If Democrats had been more mentally prepared for the possibility of a Trump win, they could have made plans about how to resist, and strategized about where funds might be needed to combat a dangerous Republican agenda. Instead, they wasted a ton of money and hope on someone who, in retrospect, appears to have been deliberately taking advantage of their despair.
A lot of people were chastened by 2016. It’s hard to imagine Democrats being quite so confident again.
And yet, on social media you can still see people insisting, with great assurance, that Dobbs changed the landscape of the election completely and irrefutably.
You can also see them insisting that the poll showing John Fetterman ahead of Mehmet Oz by 18 in the Pennsylvania Senate race means the contest there is effectively over.
Maybe this turns out to be right, but a lot can change between now and November. it’s worth remembering that a poll had Mark Kelly ahead of Martha McSally in Arizona by 17 in September 2020. Kelly did win — by a nerve-wracking 2.4 points.
This doesn’t mean that polls should be totally ignored. Polls are useful for a lot of reasons. It’s helpful to have a general sense of which contests are closest if you want to donate time or money. (The Georgia and Nevada Senate races are the ones where Democratic incumbents are most at risk right now, if you were wondering.) And polls are a good gut check when you’re tempted to think your own social circle is representative of the country as a whole. Yes you and all your friends (rightly) think JD Vance is a fascist clown with Peter Thiel’s money in place of his brain, heart, and spine. But a lot of Ohio voters are going to cast ballots for him. Polls remind you of that.

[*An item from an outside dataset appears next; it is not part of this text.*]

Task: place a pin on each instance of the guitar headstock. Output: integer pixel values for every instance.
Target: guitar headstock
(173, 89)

But what polls and specials and analysis can’t do is tell you for sure that the future will turn out okay. Often the future doesn’t turn out okay, even if you can point to a survey or registration data and explain at length why it should. We could sure use a solid win so that Democrats can pass voting rights legislation to protect the election integrity of 2024, and stop Republicans from spending Biden’s second term on frivolous investigations and impeachment exercises. But even more than that, we need to understand that no win is guaranteed, and figure out how to keep fighting even when we lose.
Fox News is very mad about student debt relief
It’s obviously not surprising that Fox News isn’t a fan of Biden’s plan to cancel up to $20,000 in student debt for individual borrowers. But some of the tactics they’re using to try to turn viewers against it are worth highlighting.
For instance, on Thursday’s edition of Outnumbered, Kayleigh McEnany, a former press secretary for Trump who now works for Fox News, played a clip of a reporter asking President Biden if canceling some student debt is fair to those who didn’t take out loans in the first place. But they conveniently left out what Biden said in response.